しかし俺は、そこまで考えていないで入る。
「あっ、ちょっとタケダ様……入っちゃダメですよ!」
「そうですよ、今は女子風呂ですからね!」
直ぐに注意されてしまった。
㊚なのだからと、注意される。
注意じゃ済まないのが現実だ。
女子の風呂に入るのは、男子は禁止行為だからだ。
「助けてと言ったろ。それに一緒に入った方が効率的だ。お風呂に入る時間が半分になる」
言い訳になっていないか。
俺の中では、ちゃんと理由づけされているからいいのだろう。
と言いながらも、湯船につかる。
キアラとフェンリルの間に。
「そんなのおかしい。タケダ様の屁理屈です!」
俺のセリフはいつも屁理屈かもな。
「時間が半分になると、農作業にも使える時間が増える。一石二鳥だ」
ここでも農民流の言い分を使う。
二鳥の意味がわかればの話だった。
「ご主人様、ミノタウロスが現れなくてよかったですね。魔王の祝祭は今後も起こるでしょう。その時にミノタウロスが居る可能性がある」
実際は死んだ。
モチに包まれたまま死ぬまで動けないのだが、そこはタケダもフェンリルも知らないまま。
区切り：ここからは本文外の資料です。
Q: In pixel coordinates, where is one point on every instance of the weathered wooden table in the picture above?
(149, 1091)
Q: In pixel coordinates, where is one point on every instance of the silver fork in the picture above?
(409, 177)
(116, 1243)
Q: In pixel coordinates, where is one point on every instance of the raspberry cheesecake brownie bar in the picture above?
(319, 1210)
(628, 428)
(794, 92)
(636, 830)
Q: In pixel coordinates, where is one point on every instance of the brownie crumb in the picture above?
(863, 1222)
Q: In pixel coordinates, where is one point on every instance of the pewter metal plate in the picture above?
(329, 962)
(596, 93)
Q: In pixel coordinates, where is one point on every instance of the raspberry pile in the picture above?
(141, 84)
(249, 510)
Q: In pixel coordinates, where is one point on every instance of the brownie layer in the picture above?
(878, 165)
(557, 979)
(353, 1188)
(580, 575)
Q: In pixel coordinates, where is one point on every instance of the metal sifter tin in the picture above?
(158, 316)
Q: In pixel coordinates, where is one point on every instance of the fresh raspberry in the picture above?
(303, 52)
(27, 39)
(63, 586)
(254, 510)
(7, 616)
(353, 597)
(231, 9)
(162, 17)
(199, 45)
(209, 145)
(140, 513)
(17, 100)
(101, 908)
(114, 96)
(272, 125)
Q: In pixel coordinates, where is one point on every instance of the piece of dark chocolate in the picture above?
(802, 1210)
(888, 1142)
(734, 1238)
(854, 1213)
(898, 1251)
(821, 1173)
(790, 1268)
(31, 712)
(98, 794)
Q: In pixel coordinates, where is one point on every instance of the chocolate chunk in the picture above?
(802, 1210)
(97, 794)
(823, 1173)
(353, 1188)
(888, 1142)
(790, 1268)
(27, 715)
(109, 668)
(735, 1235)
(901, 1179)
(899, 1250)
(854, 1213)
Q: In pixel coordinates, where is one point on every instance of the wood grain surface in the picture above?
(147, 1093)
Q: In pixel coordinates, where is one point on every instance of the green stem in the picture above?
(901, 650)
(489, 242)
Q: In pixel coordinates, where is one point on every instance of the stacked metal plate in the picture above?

「俺はミノタウロスだろうとなんだろうと、変わりはない。いつでも戦う。しかし本当に祝祭だったのか。あまりにも手応えがなかったな」
それは俺が強すぎするからか、気のせいか。
「あんなやり方はルール違反ですよ、いくらモチを使うといえ、モチで埋めるて。ダンジョンは単なる落とし穴程度てことですもん!」
「ああ〜〜あついなぁ〜」
キアラが長く入っていたからか、のぼせたようだった。
「私も長湯をした」
「そうか、一緒に出よう。その方が二倍速い」
「きゃあっ」
「ご主人様っ」
「楽でいいだろ」
「いやぁ〜〜〜」
「降ろして〜〜〜〜」
俺は出たいと言われたと聞こえた。
そこで二人の女子を両手で抱っこして持ち上げた。
素っ裸のままだ。
湯から出された女子二人は、手足をバタバタ。
抱っこしたまま、お風呂場から去った。
時間の節約は農民流であった。
何事も効率よく考える。
農作業では無駄な作業はそれだけ収穫は減るのに繋がる。
◇王都 壊れた家
王都の町はかなり派手にやられていた。
リザードマンが100匹も侵入したのが原因だ。
暴れに暴れたわけだ。
魔物が暴れたら、被害は酷くなる。
家は壊されていた。
それもめちゃめちゃに。
道路も所々に穴がある。
破壊された家に住む人は、住所がなくなり、困っていた。
復興は国がお金を出すが、住めるまでは時間がかかるのは仕方ない。
「ご主人様、王都の町の被害は大きい。これでは住むのに住めない。どうにかしてあげないと困るのでは」
「このままだと厳しいな。俺が力になろう」
「さすがご主人様です」
力になると言った。
「家が無くて困っていますか?」
そこで困ってそうな人に話しかける。
「もう絶望です。明日からどうして生きていけるか……」
「私の家も同じ。家が無くてどうやって生きていくの……」
大変に困った顔で俺に言った。
壊れた家は一、二軒ではなかった。
王都全体で数十、それ以上にも及ぶ家が住めない状態になった。
あちこちで泣く声もある。
キアラはその泣き顔を見ていた。
「タケダ様、みんな家が壊れて泣いています。私も胸が痛いです」
「どれ、胸のどこらへんが痛い」
「きゃあ〜〜タケダ様……どこを触るのです!」
胸が痛いと聞いた俺は、痛いのかとキアラのたわわな巨乳を平気で撫でた。
突然に胸を撫でられたから大声を出した。
その後に、手の感触にタジタジとなった。
顔はみるみる間に赤くなる。
キアラは触られると直ぐに赤くなる。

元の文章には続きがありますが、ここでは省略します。